The northern end of the island in the community of Point Aconi has been home to several underground coal mines with the last one, the Prince Colliery, closing in November 2001. There have also been several controversial proposals to strip mine near-surface deposits which is meeting significant opposition from residents in the northern end of Boularderie Island.

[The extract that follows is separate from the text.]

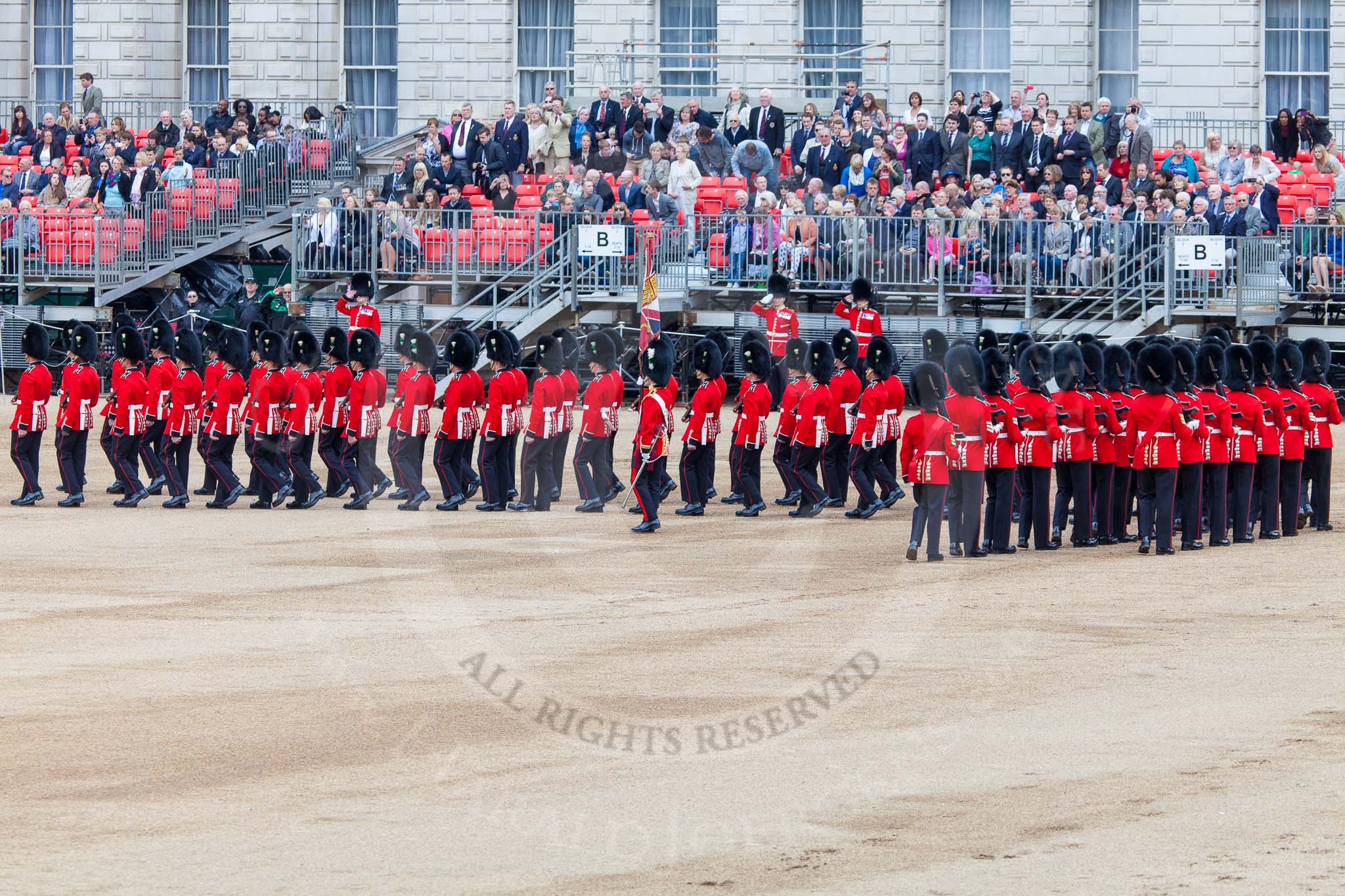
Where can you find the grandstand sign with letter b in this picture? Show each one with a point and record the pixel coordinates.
(596, 240)
(1199, 253)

The Point Aconi Generating Station is located at the northern end of the island adjacent to the abandoned Prince Colliery brown field.

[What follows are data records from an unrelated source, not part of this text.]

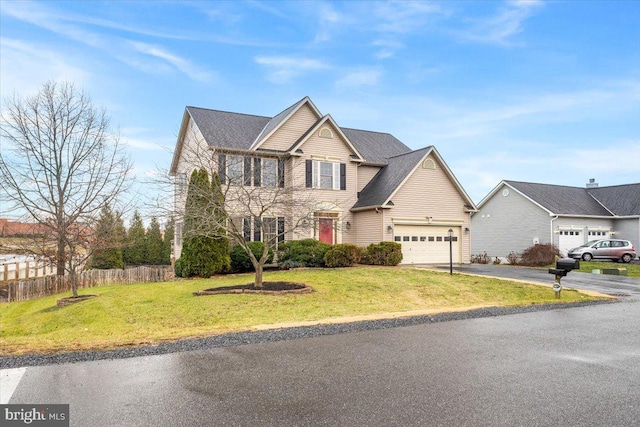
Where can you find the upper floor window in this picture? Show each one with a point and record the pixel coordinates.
(239, 170)
(325, 133)
(270, 172)
(181, 182)
(326, 175)
(235, 169)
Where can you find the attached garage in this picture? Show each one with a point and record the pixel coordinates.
(569, 239)
(427, 244)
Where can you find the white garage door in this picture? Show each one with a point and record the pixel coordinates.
(598, 235)
(570, 239)
(427, 244)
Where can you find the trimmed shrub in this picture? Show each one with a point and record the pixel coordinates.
(303, 253)
(539, 255)
(343, 255)
(480, 259)
(240, 260)
(383, 253)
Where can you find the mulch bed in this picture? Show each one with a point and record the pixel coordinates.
(63, 302)
(268, 288)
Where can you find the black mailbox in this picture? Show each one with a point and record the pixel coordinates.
(559, 272)
(567, 264)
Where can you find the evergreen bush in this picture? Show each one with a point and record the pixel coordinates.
(304, 253)
(342, 255)
(383, 253)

The island is divided across two of the province's counties with the north and western side being part of Victoria County (approximately 2/3 of the island's land mass), and the remainder of the more populated northeastern end being part of Cape Breton County.

==Communities==
The following communities are located on Boularderie Island:

Within Cape Breton County:

- Bras d'Or (The western portion of this community straddles the Little Bras d'Or Channel onto Boularderie Island.)
- Dalem Lake
- Groves Point
- Hillside Boularderie
- Mill Creek
- Mill Pond
- Millville (Also known as "Millville Boularderie".)
- New Dominion
- Point Aconi (This community also includes the place name "McCreadyville".)
- Southside Boularderie (Not to be confused with the adjacent "Southside of Boularderie" in Victoria County. This community also includes the place names "Black Brook" and "Boularderie West")

Within Victoria County:

- Big Bras d'Or
- Black Rock
- Boularderie Centre (This community also includes the place names "Boularderie" and "Big Bank".)
- Boularderie East
- Kempt Head
- Ross Ferry
- South Side of Boularderie (Not to be confused with the adjacent "Southside Boularderie" in Cape Breton County. This community also includes the place name "Island Point".)
- Upper Kempt Head

==Roads==

The island is encircled by local roads, however, there are only two numbered highways:

- Highway 105, also signed for the Trans-Canada Highway, traverses the island diagonally from the Seal Island Bridge at Boularderie East in the west through to the Little Bras d'Or Bridge at Bras d'Or in the east. It was constructed in the early 1960s.
- Highway 162, also signed as the Prince Mine Rd, runs from Highway 105 at Bras d'Or to the Point Aconi Generating Station at Point Aconi. It was constructed in the 1970s to serve the Prince Colliery.